‘The last straw’
Roseanne Barr’s words lead to her undoing
Gregg Reese OW Contributor | 5/31/2018, 2:52 p.m.
Bad taste bigotry has a singular, twisted appeal. Going back to "Amos and Andy," the reprehensibly stereotypical sitcom that bridged the Golden Era of radio and the fledgling days of television and on to the hysterical intolerance projected on a weekly basis by Archie Bunker, the aura of bad behavior has proven there is market for it among the perverse sensibilities of vast segments of our population. This peculiar appetite, similar to junk food that’s good to you but not good for you, has escalated and metastasized into the millennium with the parallel ascent of a commander in chief, whose similarity to the centerpiece of “All in the Family” has been underscored by the creator of that lovable bigot himself, Norman Lear.
“I think of Donald Trump as the middle finger of the American right hand,” Lear declared before an audience at the Writers Guild in 2016, going a long way in explaining the appeal of the businessman turned politico in contemporary America.
Just as with fast food, however, there are limits. Roseanne Barr, the self-described “working-class domestic goddess,” has captivated audiences over the past two decades with her deliciously cringe-worthy utterances.
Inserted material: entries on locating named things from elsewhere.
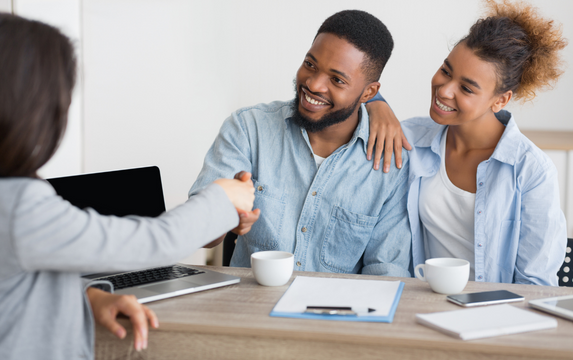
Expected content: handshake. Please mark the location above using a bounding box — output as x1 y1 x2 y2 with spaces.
215 171 261 235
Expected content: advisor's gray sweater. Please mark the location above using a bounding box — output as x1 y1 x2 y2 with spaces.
0 178 239 360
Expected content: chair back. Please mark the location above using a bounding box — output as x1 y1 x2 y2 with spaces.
223 231 237 266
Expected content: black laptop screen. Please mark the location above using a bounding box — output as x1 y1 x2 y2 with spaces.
47 166 165 217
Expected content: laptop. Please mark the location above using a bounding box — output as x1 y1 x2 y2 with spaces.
47 166 240 303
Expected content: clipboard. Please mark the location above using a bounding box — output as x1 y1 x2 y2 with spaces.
270 276 404 323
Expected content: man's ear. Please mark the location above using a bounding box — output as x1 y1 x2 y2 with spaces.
491 90 513 113
360 81 380 103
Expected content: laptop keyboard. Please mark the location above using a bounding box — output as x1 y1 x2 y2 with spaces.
98 265 205 290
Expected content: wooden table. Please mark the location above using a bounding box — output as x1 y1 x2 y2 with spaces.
96 267 573 360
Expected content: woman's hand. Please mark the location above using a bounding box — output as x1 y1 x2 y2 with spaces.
86 288 159 351
366 101 412 173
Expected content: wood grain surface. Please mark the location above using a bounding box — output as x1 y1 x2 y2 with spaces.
521 130 573 150
96 267 573 360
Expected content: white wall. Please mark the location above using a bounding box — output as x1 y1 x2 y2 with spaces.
13 0 83 178
83 0 573 207
0 0 12 13
11 0 573 262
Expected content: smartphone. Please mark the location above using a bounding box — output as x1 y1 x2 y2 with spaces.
447 290 523 307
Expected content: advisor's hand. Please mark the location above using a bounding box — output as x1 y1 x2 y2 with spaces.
366 101 412 173
231 171 261 235
87 288 159 351
215 171 255 211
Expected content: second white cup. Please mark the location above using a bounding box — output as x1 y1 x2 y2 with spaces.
414 258 470 295
251 251 294 286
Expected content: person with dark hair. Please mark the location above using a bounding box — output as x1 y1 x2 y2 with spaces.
0 13 254 360
189 10 411 276
364 0 567 286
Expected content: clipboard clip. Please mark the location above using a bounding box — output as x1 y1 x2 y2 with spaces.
304 306 376 316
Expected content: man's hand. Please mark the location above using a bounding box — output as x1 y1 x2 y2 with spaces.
232 171 261 235
366 101 412 173
215 171 255 211
86 288 159 351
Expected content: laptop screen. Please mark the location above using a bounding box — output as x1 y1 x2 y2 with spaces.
46 166 165 217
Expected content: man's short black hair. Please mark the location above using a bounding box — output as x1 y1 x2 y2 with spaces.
315 10 394 82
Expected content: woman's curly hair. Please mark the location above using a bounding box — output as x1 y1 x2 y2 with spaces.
458 0 567 102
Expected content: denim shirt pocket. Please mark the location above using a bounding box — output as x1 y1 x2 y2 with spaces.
243 179 286 253
320 206 378 273
497 220 521 276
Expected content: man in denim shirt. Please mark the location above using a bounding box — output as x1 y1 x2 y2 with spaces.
189 10 411 276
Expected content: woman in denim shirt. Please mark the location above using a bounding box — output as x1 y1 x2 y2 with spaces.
369 1 567 286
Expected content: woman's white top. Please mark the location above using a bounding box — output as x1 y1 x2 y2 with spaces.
419 129 475 280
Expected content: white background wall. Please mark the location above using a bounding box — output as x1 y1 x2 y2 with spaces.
10 0 573 262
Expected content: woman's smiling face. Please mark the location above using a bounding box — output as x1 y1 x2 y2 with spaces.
430 43 511 125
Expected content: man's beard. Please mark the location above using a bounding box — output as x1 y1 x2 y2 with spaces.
291 80 360 132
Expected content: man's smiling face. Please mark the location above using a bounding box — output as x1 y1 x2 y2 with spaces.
293 33 368 132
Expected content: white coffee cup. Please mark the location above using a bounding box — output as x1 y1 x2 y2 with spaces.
251 251 294 286
414 258 470 295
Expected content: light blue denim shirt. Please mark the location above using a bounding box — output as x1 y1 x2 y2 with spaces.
402 110 567 286
189 102 411 276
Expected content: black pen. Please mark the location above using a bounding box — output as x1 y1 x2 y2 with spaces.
305 306 376 316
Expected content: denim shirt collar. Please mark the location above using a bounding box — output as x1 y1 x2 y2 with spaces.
285 100 370 154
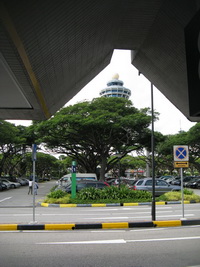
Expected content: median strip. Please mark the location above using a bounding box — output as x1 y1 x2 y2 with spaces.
0 219 200 231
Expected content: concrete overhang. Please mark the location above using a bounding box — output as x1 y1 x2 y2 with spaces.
0 0 200 121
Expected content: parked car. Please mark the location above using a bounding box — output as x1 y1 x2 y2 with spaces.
60 180 109 193
133 178 181 196
1 178 21 188
170 176 194 185
186 178 200 188
0 181 9 191
56 173 97 186
16 178 27 186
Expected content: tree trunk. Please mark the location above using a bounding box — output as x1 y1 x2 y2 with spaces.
99 156 107 181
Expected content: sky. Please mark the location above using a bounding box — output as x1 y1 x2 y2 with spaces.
9 50 195 135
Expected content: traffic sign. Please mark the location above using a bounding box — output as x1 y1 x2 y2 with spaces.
174 145 189 161
174 161 189 168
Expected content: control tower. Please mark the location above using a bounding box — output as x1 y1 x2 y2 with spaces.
99 73 131 99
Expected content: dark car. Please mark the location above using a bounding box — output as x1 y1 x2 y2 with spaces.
170 176 194 185
133 178 181 196
64 180 109 193
1 177 21 188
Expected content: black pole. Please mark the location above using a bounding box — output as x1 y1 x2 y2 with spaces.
151 83 156 221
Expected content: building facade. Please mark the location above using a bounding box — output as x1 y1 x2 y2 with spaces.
100 74 131 99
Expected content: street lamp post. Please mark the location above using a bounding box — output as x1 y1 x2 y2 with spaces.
138 71 156 221
151 83 156 221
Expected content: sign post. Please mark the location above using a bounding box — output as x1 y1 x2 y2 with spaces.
174 145 189 220
71 161 76 198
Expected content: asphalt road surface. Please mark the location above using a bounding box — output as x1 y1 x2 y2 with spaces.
0 181 200 224
0 226 200 267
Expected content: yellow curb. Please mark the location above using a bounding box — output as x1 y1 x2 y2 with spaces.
91 204 107 207
102 222 129 229
156 201 165 205
123 203 139 206
60 204 77 208
153 220 182 227
44 224 75 230
0 224 18 231
40 202 49 207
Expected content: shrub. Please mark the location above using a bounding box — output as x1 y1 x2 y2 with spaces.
47 189 67 199
76 185 152 203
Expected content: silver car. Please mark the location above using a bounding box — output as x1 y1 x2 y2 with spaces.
133 178 181 196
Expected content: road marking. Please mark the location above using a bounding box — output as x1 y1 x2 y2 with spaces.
0 197 12 202
35 236 200 245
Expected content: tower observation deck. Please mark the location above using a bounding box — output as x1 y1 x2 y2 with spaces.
99 74 131 99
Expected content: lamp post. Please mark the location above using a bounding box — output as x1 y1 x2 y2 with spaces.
138 71 156 221
151 83 156 221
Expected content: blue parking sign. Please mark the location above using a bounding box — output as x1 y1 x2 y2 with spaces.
174 145 189 161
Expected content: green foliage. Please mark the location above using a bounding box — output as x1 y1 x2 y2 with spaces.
37 98 151 180
71 185 152 203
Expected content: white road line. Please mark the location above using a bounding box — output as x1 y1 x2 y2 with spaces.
35 236 200 245
0 197 12 202
83 214 194 220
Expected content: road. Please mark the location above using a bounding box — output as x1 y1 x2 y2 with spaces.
0 181 200 224
0 181 200 267
0 226 200 267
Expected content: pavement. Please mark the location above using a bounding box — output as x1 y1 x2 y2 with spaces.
0 182 200 231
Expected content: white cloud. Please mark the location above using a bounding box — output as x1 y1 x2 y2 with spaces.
10 50 195 134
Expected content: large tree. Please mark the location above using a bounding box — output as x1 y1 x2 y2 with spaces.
38 98 151 179
0 120 26 176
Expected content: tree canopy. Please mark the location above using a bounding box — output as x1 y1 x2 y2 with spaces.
38 98 151 179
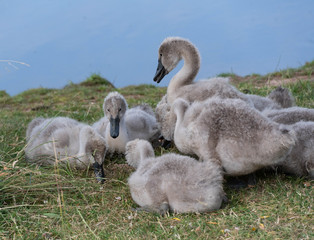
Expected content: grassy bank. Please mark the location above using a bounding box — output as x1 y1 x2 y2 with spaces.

As activist and author Barbara Ehrenreich said, she is the “…working-class spokesperson representing "the hopeless underclass of the female sex: polyester-clad, overweight occupants of the slow-track; fast-food waitresses, factory workers, housewives, members of the invisible pink-collar army; the despised, the jilted, the underpaid."
It is perhaps fitting that the qualities that fueled her rise to stardom were instrumental to her demise.
The particular declaration that sealed her fate came appropriately enough on social media. Earlier in the week, Barr typed in a message on her Twitter account (since deleted) that read thusly: muslim brotherhood & planet of the apes had a baby=vj
These words perhaps alluded to the suspicions of conspiracy theorists, among the alt-wing that former White House aide Valerie Jarrett is maneuvering to expand radical Islam’s influence in America, allegations that began during her time as a highly placed staff member within the Barack Obama Presidential Administration.
This is not the first time Barr has compared an African American women to an ape. In 2013, Barr compared former United Nations Secretary Susan Rice to an ape (“...susan rice is a man with big swinging ape balls”).
In due course, openly lesbian comedian Wanda Sykes, a producer and lead writer on the newly rebooted working class sitcom “Roseanne,” stepped down from the show. ABC Entertainment, the show’s carrier, cancelled the show, as Barr was dropped by talent agency ICM Partners, with a contingent of notables, in show biz and the outside media, stepping up to denounce her comments.
"The danger of what we saw with Roseanne is the normalizing" of racism "at a high level" by "a defender" of Trump,” noted activist, minister, and talk show host the Rev. Al Sharpton.
It’s worth noting that Channing Dungey, the first African American women to head a major network, made the decision to pull the plug on the fan favorite. She’d previously “made her bones” by firing actress Merrin Dungey-her biological sister-from the “Grey’s Anatomy” spin off “Private Practice.” In this, she showed other industry “bigwigs” that she had the right stuff to thrive in the cutthroat world of prime time television, where hatchet jobs come with the territory.